"Senden kendimi almayı unutmuşum."
Şarkıya eşlik etmeye çalıştım. Sabaha yaklaşıyorduk. İskelede Pera şarkıları dinleyip anıları hatırlarken biraz zaman geçti. Şarkıyı durdurmadan balığı öylece bırakıp ayaklandım. Bakışlarını gökyüzünden ayırmadı. İskelenin kenarına doğru yaklaştım. Bana,"dikkat et"diye seslendi. Suya ve ayın yansımasına bakıyordum. Yıldızlar ise suyun içindeki led lambalar gibi yansımışlardı... Tam o sırada dalıp gitmişim. Dengemi kaybediyordum ama iskelenin demirine tutundum. Arkamı dönüp balığa baktım. Yine başka şeyler düşünüyor. Telefonumu alıp şarkıyı kapattım. Biraz sinirlenmiştim. Bir şey demeden iskeleden ayrıldım. Kumlara geri döndüğümde. Ateş yakmış karışık bir grup insan vardı. Yürürken onları izledim. Hepsi birer çiftti. Birbirlerine sarılmışlar şarkı söylüyorlar. Çok uzaktan,arkamdan
"Kedicik." diye seslendi. Umursamadım. Yürürken onları izlemeye devam ediyordum. Koşarak yanıma ulaşmıştı.

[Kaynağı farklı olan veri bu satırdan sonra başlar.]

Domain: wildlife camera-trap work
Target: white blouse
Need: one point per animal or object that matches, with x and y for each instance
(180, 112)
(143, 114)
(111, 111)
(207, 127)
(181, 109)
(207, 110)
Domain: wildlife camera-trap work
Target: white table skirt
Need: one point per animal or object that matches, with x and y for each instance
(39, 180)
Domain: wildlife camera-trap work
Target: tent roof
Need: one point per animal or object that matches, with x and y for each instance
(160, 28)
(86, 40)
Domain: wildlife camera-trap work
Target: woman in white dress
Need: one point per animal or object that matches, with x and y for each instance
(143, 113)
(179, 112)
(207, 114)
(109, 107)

"Biz de yanlarına gitsek mi ?" dedi.
"Hepsi sevgili onların."
"Eee nolmuş."
"Sap gibi oturalım mı ?"
"Oturalım." Gözlerimi devirdim. Sinirimi daha da bozdu. Gençlerin yanına varmamıza daha vardı.
"Niye trip atıyosun ?" dedi.
"Anlamıyorsun. Ama tek anlayan da sensin sorun bu."
"Biliyorum."deyip sinir bozucu bi şekilde güldü. Belli etmeyerek ben de güldüm.
Yanlarına ulaşmıştık.
O tam gençlere selam vermek için atılırken
"Sevmiyorsun." dedim. Duymayacağını biliyordum... Gençlere katılınca biz de boş odunların üstüne oturduk. Şarkı söylemeye devam ediyorlardı. Balığa baktım. O da söylüyordu. Ben halimden biraz bıkmıştım.